Newly sworn-in Kentucky Agriculture Commissioner James Comer is supporting a legislative package that pushes industrial hemp farming.
Under a law that took effect a decade ago, researchers can grow hemp for scientific reasons. But Comer says that’s no longer necessary, and new legislation needs to be passed.
“What that bill did was allow, gave permission to the university, the land grant university, UK, to research it. To research the different uses of industrial hemp, which really isn’t necessary because Canada is growing industrial hemp and we know what all you can make with industrial hemp,” he says.
One measure Comer supports builds on the old law. It would make the agriculture commissioner the head of the hemp commission, which was created when the law was passed. The commission is supposed to oversee hemp as a commodity, but has not previously met.
“I’ll take the lead,” says Comer. “That’s been another problem, finding someone to take the lead on it.”
Comer is also supporting legislation that failed last year. It would allow wide-scale industrial hemp farming. If it passes, Comer has promised to work with Senator Rand Paul to obtain a federal waiver to allow hemp farming.

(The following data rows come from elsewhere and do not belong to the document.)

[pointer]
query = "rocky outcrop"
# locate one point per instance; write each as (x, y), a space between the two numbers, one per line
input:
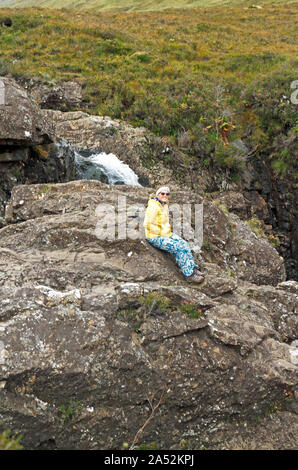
(94, 332)
(29, 150)
(63, 96)
(148, 156)
(21, 123)
(156, 161)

Governor Steve Beshear says he does not support industrialized hemp farming based on objections from the law enforcement community, however, he says he’s open to talking with Comer and others about legalizing it.
“I am open to working with law enforcement and with local people to see if there’s an answer to that. But if I come down on a side on that issue it’s with law enforcement. We certainly have a huge drug problem in this country right now and in our state and I’m not going to support anything that will make it worse,” says Beshear.
Comer dismisses one of the chief concerns about industrial hemp: that farmers will sneak marijuana into their fields. Comer says the two plants can easily be told apart, and, further, the cross pollination that would occur by mixing the crops would damage the value of the crops.